The Blood of the Earth
Wine is the birthplace of Western civilization. Ever since Prehistory, right up until the present day, wine has been a source of nourishment, of work, of inebriation and of life. Through the domestication of vines and the discovery of the process by which the juice of grapes is transformed into an ethylic elixir, wine is able to make us connect with the sacred in communion with nature, which is both ordinary and unpredictable. It has transmuted into a god and there have been gods who have been transformed into wine. It springs from the earth, but it requires effort. It gives life, but it also takes it away. During its making it gurgles and bubbles as if it emanating from open arteries. Wine is the blood of the earth and Greta Alfaro explores these relationships in an exhibition in which grapes are confused with the figure of Christ, winegrowers become the major artistic landmarks of our civilization, and Dionysius gets drunk on the body of the Saviour.
Wine is able to connect various worlds and to give coherence to human experience. The perfect metaphor of blood, it offers transcendence through a liquid that comes from grapes which is able to sublimate moods and to provide the body with nutrients. Considered one of the main foods throughout the majority of history, today it has lost this aspect of nutrition, yet it maintains the idea of sustenance through the work of field labourers who know the demands of the vineyard and what it means to spill your own blood on the land. Its subsistence depends on a fragile equilibrium, on a latent tension between human desires and the designs of nature, which can be equally generous and destructive. This idea, a constant in the work of Greta Alfaro, reminds us that our existence is precarious and is part of an environment that, at times, shows us a friendly face and other times a hostile one. The grapes mature under the golden sunlight, but when drought prevails these same rays of sun that caress the fruit can cause devastating fires that sow the death of the vine as they rage. And, in the midst of these forces of nature, subjugated to them, trying to appease them and to muster them in our favour, are the men and women who nurture the vines.

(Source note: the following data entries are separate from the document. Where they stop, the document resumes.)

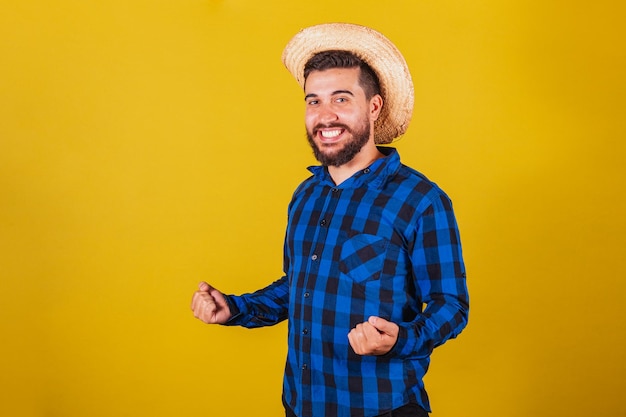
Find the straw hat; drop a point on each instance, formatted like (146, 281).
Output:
(373, 48)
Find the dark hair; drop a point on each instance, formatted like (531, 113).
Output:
(344, 59)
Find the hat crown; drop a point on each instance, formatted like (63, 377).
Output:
(378, 52)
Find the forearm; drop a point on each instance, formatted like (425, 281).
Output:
(265, 307)
(444, 318)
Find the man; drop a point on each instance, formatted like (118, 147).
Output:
(374, 276)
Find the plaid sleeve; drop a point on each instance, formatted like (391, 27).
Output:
(265, 307)
(439, 274)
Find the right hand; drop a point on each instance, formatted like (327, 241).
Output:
(209, 305)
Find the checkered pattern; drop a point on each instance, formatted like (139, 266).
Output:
(385, 243)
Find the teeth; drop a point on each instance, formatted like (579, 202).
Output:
(329, 134)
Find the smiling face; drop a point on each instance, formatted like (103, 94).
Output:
(339, 117)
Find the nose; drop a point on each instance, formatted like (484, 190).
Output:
(326, 114)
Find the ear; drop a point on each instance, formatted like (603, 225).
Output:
(376, 105)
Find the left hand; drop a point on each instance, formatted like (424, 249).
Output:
(376, 336)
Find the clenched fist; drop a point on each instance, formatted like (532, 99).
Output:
(209, 305)
(376, 336)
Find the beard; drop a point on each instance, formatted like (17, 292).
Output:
(326, 154)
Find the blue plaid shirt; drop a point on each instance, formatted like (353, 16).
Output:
(383, 243)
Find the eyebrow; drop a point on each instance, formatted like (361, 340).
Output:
(311, 95)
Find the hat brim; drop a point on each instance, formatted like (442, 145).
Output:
(378, 52)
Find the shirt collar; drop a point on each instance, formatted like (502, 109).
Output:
(375, 175)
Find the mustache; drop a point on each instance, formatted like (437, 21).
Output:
(319, 126)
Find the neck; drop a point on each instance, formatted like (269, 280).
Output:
(362, 160)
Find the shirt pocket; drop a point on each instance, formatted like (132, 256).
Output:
(363, 257)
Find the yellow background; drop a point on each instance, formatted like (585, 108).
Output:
(148, 145)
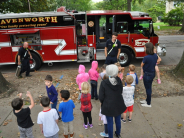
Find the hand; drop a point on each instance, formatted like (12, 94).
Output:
(28, 94)
(99, 118)
(20, 95)
(19, 63)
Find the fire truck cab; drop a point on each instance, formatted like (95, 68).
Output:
(74, 36)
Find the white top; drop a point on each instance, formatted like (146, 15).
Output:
(48, 119)
(128, 93)
(103, 117)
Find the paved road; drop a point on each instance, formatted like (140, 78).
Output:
(174, 44)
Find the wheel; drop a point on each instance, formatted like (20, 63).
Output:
(125, 57)
(35, 63)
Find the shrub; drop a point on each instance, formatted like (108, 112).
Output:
(174, 17)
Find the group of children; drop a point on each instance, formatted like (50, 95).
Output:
(48, 118)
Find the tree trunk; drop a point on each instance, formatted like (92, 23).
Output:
(129, 5)
(179, 70)
(4, 84)
(182, 29)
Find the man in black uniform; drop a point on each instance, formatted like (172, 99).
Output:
(112, 49)
(23, 58)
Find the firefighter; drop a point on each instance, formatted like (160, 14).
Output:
(24, 56)
(112, 49)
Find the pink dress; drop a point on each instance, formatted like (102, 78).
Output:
(82, 76)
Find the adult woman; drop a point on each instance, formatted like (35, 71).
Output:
(110, 96)
(148, 64)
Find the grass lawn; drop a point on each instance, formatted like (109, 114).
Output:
(165, 26)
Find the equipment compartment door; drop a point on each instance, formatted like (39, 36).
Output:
(5, 49)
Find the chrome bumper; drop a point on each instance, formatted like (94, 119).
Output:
(161, 50)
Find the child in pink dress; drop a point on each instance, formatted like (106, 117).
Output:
(120, 70)
(82, 76)
(94, 75)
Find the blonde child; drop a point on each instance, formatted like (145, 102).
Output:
(86, 106)
(94, 75)
(66, 108)
(103, 71)
(156, 68)
(120, 70)
(133, 74)
(128, 92)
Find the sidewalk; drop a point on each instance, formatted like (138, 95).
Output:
(158, 121)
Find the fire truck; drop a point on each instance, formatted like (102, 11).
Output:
(63, 35)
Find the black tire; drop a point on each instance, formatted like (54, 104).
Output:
(125, 57)
(36, 62)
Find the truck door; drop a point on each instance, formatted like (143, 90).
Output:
(83, 52)
(5, 49)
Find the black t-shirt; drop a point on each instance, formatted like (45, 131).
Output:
(23, 53)
(24, 118)
(109, 45)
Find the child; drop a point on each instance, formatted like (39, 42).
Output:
(128, 92)
(52, 93)
(156, 68)
(103, 118)
(23, 116)
(94, 74)
(48, 119)
(133, 74)
(103, 71)
(120, 70)
(66, 108)
(86, 105)
(82, 76)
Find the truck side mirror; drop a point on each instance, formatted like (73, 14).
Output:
(150, 27)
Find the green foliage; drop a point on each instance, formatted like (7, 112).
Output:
(80, 5)
(18, 6)
(174, 17)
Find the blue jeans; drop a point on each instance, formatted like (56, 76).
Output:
(54, 106)
(94, 89)
(110, 125)
(111, 60)
(148, 79)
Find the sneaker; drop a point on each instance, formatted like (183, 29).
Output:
(90, 125)
(146, 105)
(103, 134)
(124, 121)
(143, 102)
(141, 77)
(85, 126)
(129, 120)
(158, 81)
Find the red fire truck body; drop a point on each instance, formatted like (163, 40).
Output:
(74, 36)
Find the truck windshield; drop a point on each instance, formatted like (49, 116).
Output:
(142, 27)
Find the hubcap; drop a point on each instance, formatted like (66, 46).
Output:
(32, 63)
(123, 58)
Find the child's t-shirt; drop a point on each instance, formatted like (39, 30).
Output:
(48, 119)
(128, 93)
(135, 82)
(67, 110)
(52, 93)
(24, 118)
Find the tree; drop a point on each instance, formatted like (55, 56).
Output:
(18, 6)
(5, 86)
(181, 2)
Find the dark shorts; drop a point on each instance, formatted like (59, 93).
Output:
(111, 60)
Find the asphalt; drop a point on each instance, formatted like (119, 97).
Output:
(159, 121)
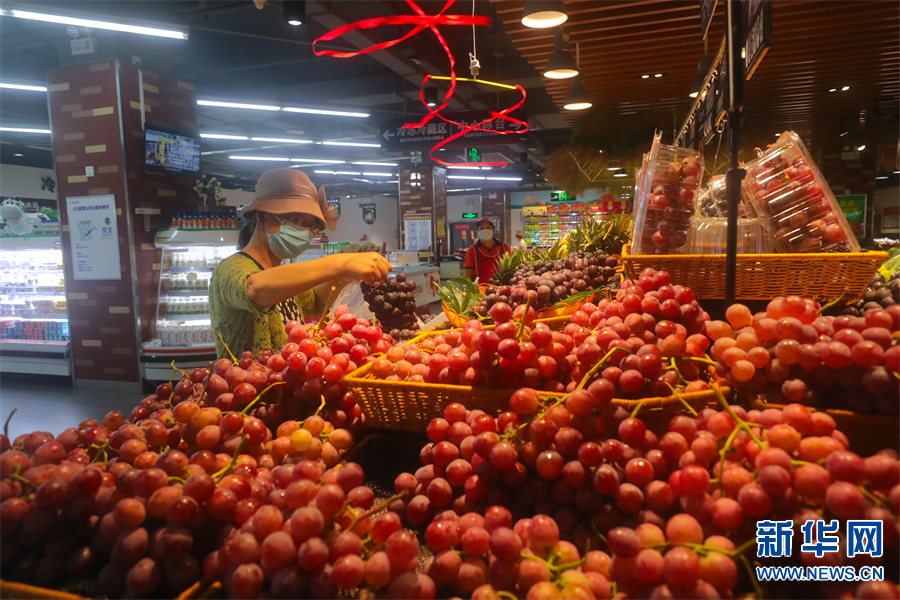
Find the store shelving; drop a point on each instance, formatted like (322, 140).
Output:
(34, 324)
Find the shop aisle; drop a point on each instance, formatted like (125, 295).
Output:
(51, 404)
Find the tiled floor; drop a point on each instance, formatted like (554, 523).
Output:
(52, 404)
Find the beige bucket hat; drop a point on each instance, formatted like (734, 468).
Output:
(284, 191)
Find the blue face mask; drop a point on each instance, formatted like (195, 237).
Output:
(289, 241)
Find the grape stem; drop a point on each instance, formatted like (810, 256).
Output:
(218, 475)
(260, 395)
(682, 400)
(377, 508)
(228, 350)
(524, 318)
(637, 409)
(593, 370)
(6, 424)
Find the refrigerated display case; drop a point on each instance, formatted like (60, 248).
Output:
(34, 324)
(183, 329)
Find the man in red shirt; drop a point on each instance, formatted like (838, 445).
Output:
(482, 256)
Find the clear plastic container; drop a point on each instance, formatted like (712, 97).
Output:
(665, 203)
(785, 186)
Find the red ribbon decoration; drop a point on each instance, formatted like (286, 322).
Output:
(422, 22)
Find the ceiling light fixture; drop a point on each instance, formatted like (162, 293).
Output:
(265, 158)
(27, 88)
(430, 95)
(561, 64)
(222, 136)
(281, 140)
(108, 25)
(218, 104)
(703, 67)
(541, 14)
(355, 144)
(294, 12)
(333, 113)
(319, 160)
(24, 130)
(578, 98)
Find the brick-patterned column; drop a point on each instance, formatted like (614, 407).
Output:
(495, 206)
(109, 319)
(429, 196)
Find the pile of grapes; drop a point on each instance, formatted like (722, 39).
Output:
(524, 495)
(644, 342)
(394, 303)
(229, 474)
(548, 282)
(881, 293)
(791, 354)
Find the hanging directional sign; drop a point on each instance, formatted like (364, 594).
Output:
(707, 10)
(758, 33)
(394, 137)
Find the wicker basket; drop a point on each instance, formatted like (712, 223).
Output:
(763, 276)
(868, 434)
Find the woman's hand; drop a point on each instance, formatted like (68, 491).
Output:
(368, 267)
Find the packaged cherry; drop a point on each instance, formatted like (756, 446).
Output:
(786, 187)
(665, 204)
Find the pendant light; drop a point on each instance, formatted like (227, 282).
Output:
(541, 14)
(294, 12)
(703, 66)
(561, 64)
(578, 98)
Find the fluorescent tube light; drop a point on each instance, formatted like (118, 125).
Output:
(221, 136)
(355, 144)
(281, 140)
(24, 130)
(28, 88)
(269, 158)
(317, 111)
(218, 104)
(109, 25)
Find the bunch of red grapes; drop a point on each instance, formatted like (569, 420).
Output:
(783, 186)
(145, 500)
(670, 205)
(393, 302)
(548, 282)
(790, 353)
(678, 513)
(641, 342)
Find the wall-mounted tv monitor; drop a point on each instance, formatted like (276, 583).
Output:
(168, 151)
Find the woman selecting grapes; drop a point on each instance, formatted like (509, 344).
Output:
(482, 256)
(252, 294)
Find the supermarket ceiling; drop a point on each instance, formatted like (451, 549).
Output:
(236, 52)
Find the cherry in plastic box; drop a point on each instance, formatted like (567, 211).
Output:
(786, 187)
(665, 203)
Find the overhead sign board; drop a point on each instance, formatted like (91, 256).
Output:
(758, 33)
(394, 137)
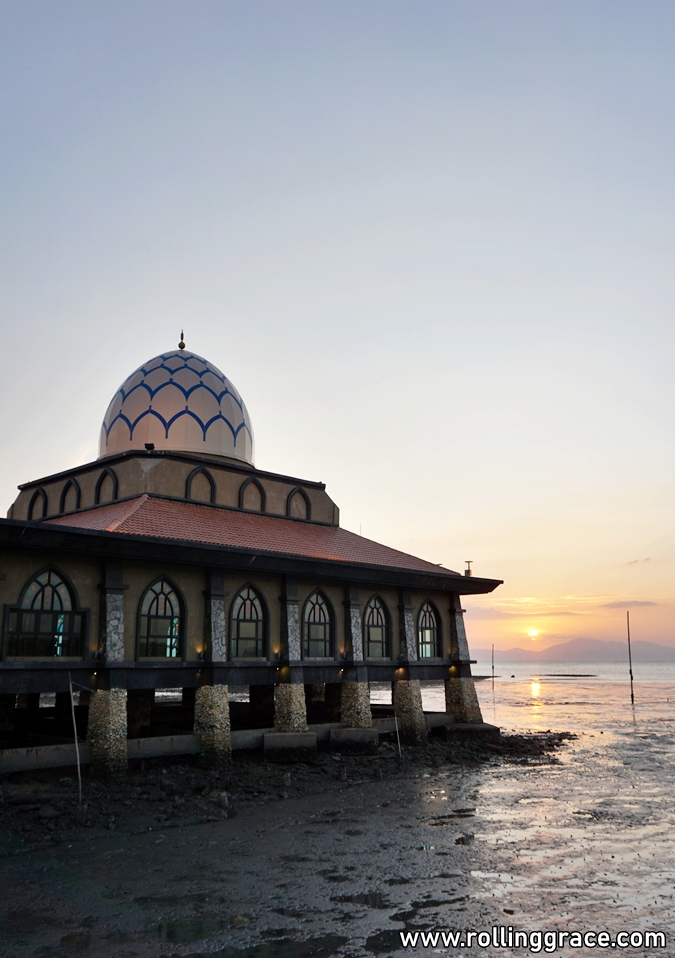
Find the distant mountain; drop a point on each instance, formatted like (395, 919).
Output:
(582, 650)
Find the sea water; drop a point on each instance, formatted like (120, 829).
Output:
(588, 840)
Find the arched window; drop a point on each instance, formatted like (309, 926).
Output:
(317, 628)
(47, 622)
(248, 625)
(428, 633)
(160, 627)
(37, 508)
(376, 628)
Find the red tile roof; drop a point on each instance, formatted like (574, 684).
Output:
(190, 522)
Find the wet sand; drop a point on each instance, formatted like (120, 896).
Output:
(577, 837)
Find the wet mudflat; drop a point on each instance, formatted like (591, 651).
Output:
(339, 862)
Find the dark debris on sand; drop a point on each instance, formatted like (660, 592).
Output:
(40, 809)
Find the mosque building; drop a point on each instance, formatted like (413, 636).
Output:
(171, 562)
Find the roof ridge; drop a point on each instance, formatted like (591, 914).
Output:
(135, 506)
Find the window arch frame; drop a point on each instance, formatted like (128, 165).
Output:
(376, 601)
(74, 622)
(298, 490)
(211, 481)
(99, 485)
(74, 484)
(182, 621)
(311, 602)
(252, 481)
(261, 637)
(38, 496)
(438, 639)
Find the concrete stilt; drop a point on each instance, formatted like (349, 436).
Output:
(406, 696)
(461, 700)
(62, 707)
(355, 705)
(139, 710)
(107, 732)
(212, 722)
(290, 712)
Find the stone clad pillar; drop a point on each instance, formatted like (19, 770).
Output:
(211, 702)
(212, 723)
(355, 691)
(290, 637)
(290, 709)
(107, 731)
(107, 725)
(461, 700)
(353, 627)
(406, 693)
(216, 616)
(113, 591)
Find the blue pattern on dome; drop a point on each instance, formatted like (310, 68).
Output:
(173, 363)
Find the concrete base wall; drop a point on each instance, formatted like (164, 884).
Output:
(290, 746)
(107, 731)
(355, 705)
(7, 707)
(212, 723)
(139, 710)
(315, 693)
(461, 700)
(406, 695)
(290, 712)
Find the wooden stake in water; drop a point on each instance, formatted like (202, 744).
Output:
(630, 660)
(77, 747)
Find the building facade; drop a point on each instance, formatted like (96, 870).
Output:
(172, 562)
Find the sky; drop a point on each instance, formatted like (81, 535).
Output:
(431, 244)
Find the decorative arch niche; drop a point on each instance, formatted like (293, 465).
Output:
(70, 496)
(200, 486)
(106, 487)
(298, 505)
(39, 505)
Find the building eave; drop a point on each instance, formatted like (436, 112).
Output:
(15, 533)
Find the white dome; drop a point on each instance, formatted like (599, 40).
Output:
(179, 402)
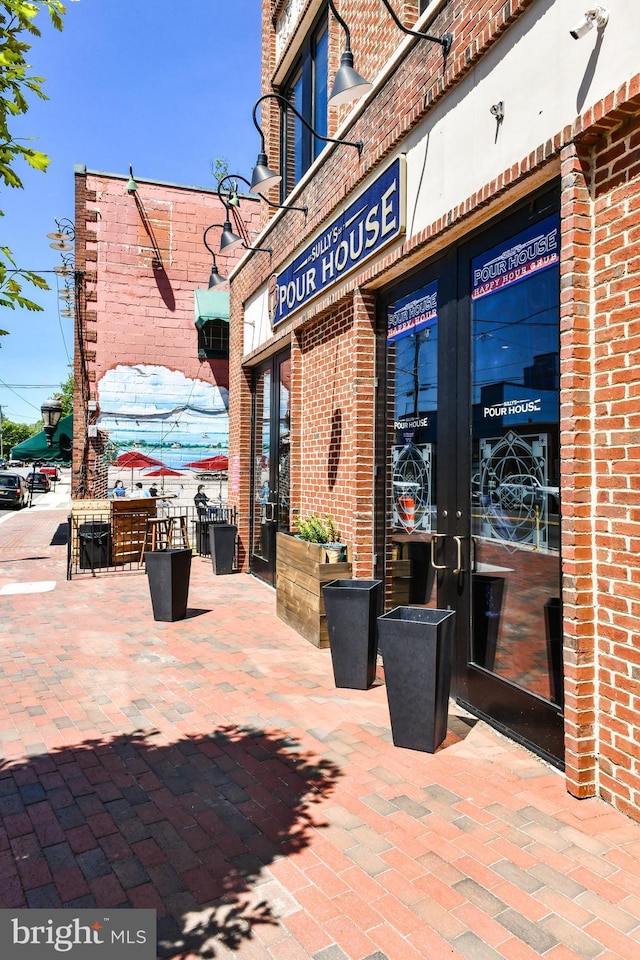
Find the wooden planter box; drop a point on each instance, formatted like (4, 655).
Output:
(301, 570)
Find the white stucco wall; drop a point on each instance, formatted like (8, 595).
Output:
(545, 80)
(257, 325)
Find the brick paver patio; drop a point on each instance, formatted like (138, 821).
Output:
(211, 770)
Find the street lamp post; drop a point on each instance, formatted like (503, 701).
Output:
(51, 413)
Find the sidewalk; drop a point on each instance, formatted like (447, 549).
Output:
(211, 770)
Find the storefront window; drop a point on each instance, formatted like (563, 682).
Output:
(307, 91)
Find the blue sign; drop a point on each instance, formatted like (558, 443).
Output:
(529, 252)
(370, 222)
(413, 313)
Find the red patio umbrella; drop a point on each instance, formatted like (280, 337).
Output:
(219, 462)
(135, 459)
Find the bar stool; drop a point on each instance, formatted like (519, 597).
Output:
(157, 535)
(183, 530)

The processes of winemaking, which had varied very little over the thousands of years of the history of human civilization, have not stopped transforming over the last three or four generations. As we can see in the video “Los labradores” (Farm Labourers), winemaking is no longer a family-run business, associated with subsistence economy, but a paid employment subject to legislation, to the law of supply and demand, and to health and safety regulations. Although machinery and steel have replaced flesh and skin, behind the rhythmic movement of robotized mechanisms that process the juice of the grapes, the association with blood remains intact. Despite the break with the learning of the past, modernism has not been able to untie the bond between wine and life, through one of its most appreciated fluids.
This flow of blood, a symptom that the body still remains alive, is rendered in the video “Las labradoras” (Women Farm Labourers). Each blow of a boxer in the sack stuffed with pomace leaves an indelible wine stain that reflects the pain of the body of women farm labourers, subjected to the rigours of physical work in the fields and to the labour of giving birth at home. The traces left in the sack are the marks left on their skin. It is they who, with the blood of their uterus, perpetuate the painful miracle of life and who stain their hands harvesting the grapes from the vine and making wine. Since time immemorial they have been assimilated with the earth they work and, like the earth, it is expected that they bear fruit with their own blood.
The belief that menstrual blood served as nourishment for the foetus and, after birth, was transformed into mother’s milk, continued until not too many decades ago. Christian religion appropriated this common idea to turn the blood of Christ into wine, into milk, into nourishment for the children of God. The blood of Christ, “shed so that our sins may be forgiven”, was assimilated during the Middle Ages with menstrual blood, which was spilled every month to nurture the new creatures that were still to come. Wine drunk during the eucharist represents the blood of Christ turned into food for the soul, which will be born anew in the Great Beyond once our days on this earth are fulfilled. The body of Christ is feminized, it becomes earth, it becomes a bunch of grapes. His blood is transmuted into wine that flows from the wound opened in his side to be drunk.
Menstruation, transfusion, crop growing, industry and civilization are some of the subject matters addressed in “The Blood of the Earth”. This exhibition leads us from the roots of the vine to the sacred through wine and the many men and women who dedicate their lives to making this elixir that connects our bodies with the earth.